The Office of Secretary of State Jason Kander has filed a civil enforcement action against Memphis, Tennessee-based Morgan Keegan and against 10 of its employees who worked on the sale of 39-million in bonds for the scrapped Mamtek sugar refinery at Moberly.
Morgan Keegan issued $39 million in bonds for the project. Kander is seeking $6.7 million in restitution for Missouri investors and $15 million in civil penalties.
Kander accuses the firm of securities fraud.
“If not for Morgan Keegan’s failure to satisfy basic due diligence standards, we wouldn’t be here today,” Kander tells Missourinet. “Had they done that it would have revealed to Missouri investors that Mamtek’s promises were false, and so in addition to failing to perform adequate due diligence during their underwriting of the bonds … Morgan Keegan exclusively sold the bonds in and out of Missouri and misrepresented the facts, and provided false information about the offerings.”

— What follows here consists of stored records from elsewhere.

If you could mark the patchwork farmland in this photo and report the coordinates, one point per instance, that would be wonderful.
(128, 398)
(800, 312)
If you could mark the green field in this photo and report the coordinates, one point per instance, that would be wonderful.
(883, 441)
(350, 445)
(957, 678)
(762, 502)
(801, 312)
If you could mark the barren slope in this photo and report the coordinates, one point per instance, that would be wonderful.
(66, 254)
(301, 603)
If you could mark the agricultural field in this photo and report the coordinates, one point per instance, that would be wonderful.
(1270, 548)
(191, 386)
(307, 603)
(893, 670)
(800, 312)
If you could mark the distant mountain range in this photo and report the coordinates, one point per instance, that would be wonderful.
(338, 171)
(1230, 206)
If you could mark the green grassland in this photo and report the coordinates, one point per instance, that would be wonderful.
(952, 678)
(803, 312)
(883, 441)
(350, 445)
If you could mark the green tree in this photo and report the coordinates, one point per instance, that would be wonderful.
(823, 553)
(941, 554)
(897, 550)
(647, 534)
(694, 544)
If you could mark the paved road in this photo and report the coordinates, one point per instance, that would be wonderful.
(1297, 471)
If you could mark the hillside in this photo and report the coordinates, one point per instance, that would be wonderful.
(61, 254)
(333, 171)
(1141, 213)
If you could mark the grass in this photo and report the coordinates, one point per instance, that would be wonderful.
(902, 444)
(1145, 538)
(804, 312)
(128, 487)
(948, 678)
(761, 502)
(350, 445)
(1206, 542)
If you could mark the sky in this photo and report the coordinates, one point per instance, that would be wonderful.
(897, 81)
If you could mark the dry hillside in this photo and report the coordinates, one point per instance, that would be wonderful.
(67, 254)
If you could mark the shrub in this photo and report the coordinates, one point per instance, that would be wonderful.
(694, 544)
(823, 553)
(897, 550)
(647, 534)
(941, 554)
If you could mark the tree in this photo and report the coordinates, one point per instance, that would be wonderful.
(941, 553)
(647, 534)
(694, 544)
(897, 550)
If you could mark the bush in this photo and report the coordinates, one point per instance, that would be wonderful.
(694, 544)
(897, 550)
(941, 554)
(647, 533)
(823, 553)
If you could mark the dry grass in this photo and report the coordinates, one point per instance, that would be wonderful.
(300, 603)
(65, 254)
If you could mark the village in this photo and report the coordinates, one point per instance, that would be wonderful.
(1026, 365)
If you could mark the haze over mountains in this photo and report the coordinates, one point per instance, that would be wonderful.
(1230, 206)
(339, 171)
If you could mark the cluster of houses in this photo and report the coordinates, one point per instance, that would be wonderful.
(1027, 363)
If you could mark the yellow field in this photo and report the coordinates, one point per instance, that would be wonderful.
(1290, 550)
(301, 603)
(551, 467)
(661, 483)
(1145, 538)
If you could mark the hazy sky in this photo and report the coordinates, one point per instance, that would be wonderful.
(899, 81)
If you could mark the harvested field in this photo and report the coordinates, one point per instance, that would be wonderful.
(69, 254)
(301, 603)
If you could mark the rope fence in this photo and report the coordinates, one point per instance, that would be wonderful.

Secretary of State’s Office Communications Director Laura Swinford says the petition alleges Morgan Keegan failed to independently verify material facts, such as, “Mamtek’s financial ability to contribute to the construction of the sucralose facility, the existence of patents on the sucralose producing technology and the purported sucralose facility in China.”
The civil enforcement action was filed in Boone County Circuit Court, where the largest single bondholder is located.
Kander’s office also seeks to have Morgan Keegan barred from underwriting any more bond issues in Missouri until it hires an independent consultant to review its due diligence policies.
When Kander was in the House, he was a member of the Special Standing Committee on Government Oversight and Accountability, that investigated the Mamtek project as it had been in line for more than $17-million in state subsidies.
The Chairman of that Committee, Jay Barnes (R-Jefferson City), says he is, “pleased to see actions to hold those accountable responsible.”